Ramon Boixadera i Bosch
Mientras Tanto
Desde la Segunda Guerra
Mundial, la eliminación de las barreras a la inversión y el comercio
internacionales ha sido fundamental al proyecto hegemónico estadounidense [1]. El
conflicto entre los dos bloques geopolíticos de la Guerra Fría obligó a
Occidente a tolerar —e incluso impulsar— modelos desarrollistas y
proteccionistas para mantener la estabilidad y la paz social en los países
avanzados y el consenso de los países nacidos de la descomposición de viejos
imperios. Sin embargo, con la progresiva erosión del movimiento obrero, tales
compromisos han devenido innecesarios: todos los gobiernos han pasado a
priorizar en su política económica la atracción de la inversión extranjera y la
captura de mercados de exportación, alimentando una dinámica de competencia
entre países que no deriva, como antaño, en guerra entre intereses imperiales,
sino en una creciente acomodación a la voluntad e intereses del capital
transnacional.

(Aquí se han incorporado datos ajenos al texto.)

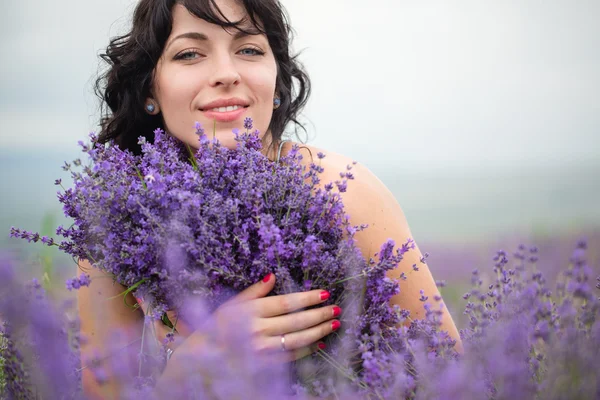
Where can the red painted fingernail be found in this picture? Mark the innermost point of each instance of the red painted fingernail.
(335, 325)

Este proceso, que ha tenido en el FMI y el Banco Mundial sus
mejores guardianes, fue armonizándose en el campo comercial e inversor con los
acuerdos multilaterales de la
Ronda de Uruguay (1986-1995), que llevaron a la formación de la Organización Mundial
del Comercio (OMC).
La OMC, sin embargo, ha resultado menos efectiva a
los intereses neoliberales que las viejas instituciones de Bretton Woods: la Ronda de Doha, iniciada en
2001, languidece por los intereses divergentes del Norte y las nuevas potencias
del Sur, particularmente en materia agrícola y de patentes.